İyi okumalar <3
Aynı olay için üçüncü kez azar işitiyordum.
Arda'nın evine gittiğini öğrenen babam, Tuğçe ve Gökalp'in yaptığından eksik kalmayıp beni azarlamıştı. Nasılsa öğrenecek en azından benden öğrensin düşüncesiyle sabah kahvaltısında konuyu açmıştım. Sinirlenmiş ve kızmıştı nasıl böyle bir şeye kalkışırım diye. Günlük azar dozumu aldığımda masadan kalkmış ve odama çıkmıştım.
Gözlerim dolmuştu çünkü sinirlerim bozulmuştu. Yaptığımın doğru bir şey olduğunu savunduğum yoktu ama üç kişiden de çocuk gibi laf işittikten sonra artık sinirlerimin bozulmasına engel olamamıştım. Çok merak ediyordum, Arda kalkıştığı şeyi yapabilseydi de gelip bana kızacaklar mıydı sen nasıl onun evine gidersin diye?

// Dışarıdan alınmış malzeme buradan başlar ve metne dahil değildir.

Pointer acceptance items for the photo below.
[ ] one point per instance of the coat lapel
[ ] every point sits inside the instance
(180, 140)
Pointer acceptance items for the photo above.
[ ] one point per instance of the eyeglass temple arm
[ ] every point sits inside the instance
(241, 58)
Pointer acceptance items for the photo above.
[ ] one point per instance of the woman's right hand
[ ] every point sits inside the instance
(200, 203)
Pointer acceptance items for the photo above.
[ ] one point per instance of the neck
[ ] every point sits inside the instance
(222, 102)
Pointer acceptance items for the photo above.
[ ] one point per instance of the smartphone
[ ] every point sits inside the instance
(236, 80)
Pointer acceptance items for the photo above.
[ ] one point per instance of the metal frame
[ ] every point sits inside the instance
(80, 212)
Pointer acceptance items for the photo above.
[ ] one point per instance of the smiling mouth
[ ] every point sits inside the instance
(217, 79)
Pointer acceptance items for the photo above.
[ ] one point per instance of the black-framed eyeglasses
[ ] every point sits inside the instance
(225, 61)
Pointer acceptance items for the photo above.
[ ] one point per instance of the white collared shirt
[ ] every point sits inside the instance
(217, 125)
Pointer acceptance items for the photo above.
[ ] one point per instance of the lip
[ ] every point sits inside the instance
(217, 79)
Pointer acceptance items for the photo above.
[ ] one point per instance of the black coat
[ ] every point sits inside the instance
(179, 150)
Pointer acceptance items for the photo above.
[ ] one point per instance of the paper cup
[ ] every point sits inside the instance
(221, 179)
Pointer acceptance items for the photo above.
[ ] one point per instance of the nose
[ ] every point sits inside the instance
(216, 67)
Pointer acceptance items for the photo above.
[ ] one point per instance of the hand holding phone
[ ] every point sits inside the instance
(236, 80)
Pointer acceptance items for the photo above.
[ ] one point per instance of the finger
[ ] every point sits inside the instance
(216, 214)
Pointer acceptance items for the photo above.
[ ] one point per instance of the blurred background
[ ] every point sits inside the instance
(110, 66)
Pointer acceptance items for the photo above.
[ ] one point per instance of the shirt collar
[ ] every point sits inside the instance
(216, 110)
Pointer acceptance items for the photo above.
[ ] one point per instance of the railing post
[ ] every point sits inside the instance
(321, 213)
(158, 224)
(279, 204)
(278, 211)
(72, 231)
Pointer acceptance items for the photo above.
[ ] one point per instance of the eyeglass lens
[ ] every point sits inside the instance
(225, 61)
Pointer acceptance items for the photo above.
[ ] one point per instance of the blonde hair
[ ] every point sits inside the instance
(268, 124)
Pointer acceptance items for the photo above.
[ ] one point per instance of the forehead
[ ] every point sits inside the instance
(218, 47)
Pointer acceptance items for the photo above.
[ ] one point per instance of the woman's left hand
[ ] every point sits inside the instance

Cüzdanımı ve telefonumu çantama yerleştirip omzuma astığımda odamdan çıkmıştım. Babamdan da bir ton laf yiyince dışarı çıkıp hava almak isteğiyle dolmuştum. Üstüme özensizce giydiğim kıyafetleri el yordamıyla düzeltirken önünden geçtiğim kardeşime ait olan odanın kapısı açıldı. Sevgili kardeşim Asel beni gördüğünde dudaklarını konuşmak için aralamıştı ki elimi kaldırarak onu susturdum.
"Hiç seninle uğraşamam yer cücesi."
"Odama gelir misin diyecektim." dedi.
"En son odana girdiğimde beni dövmüştün." dediğimde gülmemek için kendini zor tutar gibi bir ifadeyle elini dudaklarının üstüne kapatmıştı. Ve evet kardeşim bir psikopattı. Odasına girdiğim için beni dövmüşlüğü vardı gerçekten de. Benden sonra nasıl böyle bir ruh hastası çıkmıştı annemle babamdan hiç anlam veremiyordum.
"Girebilirsin abla." dediğinde gözlerim şüpheyle kısıldı.
"Emin misin?"
Kafasını sallayarak onayladı ve kapının önünde yana doğru kayıp içeri geçmem için bana yer açtı. Dövülme riskiyle temkinli adımlarla odasının içine girdim. Her tarafa dağılmış oyuncaklarına basmamaya özen gösterek ilerledim ve pembe örtülü yatağının üstüne oturdum. "Evet," diyerek bakışlarımı Asel'e çevirdim. "Neden odana çağırdın beni?"
"Sana bebeklerimden birini hediye etmek istiyorum," Oyuncak bebekleri için özel olarak alınan oyuncak evin önüne çöktü. Yerdeki ve evin içindeki bebeklerin hepsini kucağına toplarken aralarından seçmeye çalışır gibi bir hâli vardı. "Hangi dağda kurt öldü?" diye sordum.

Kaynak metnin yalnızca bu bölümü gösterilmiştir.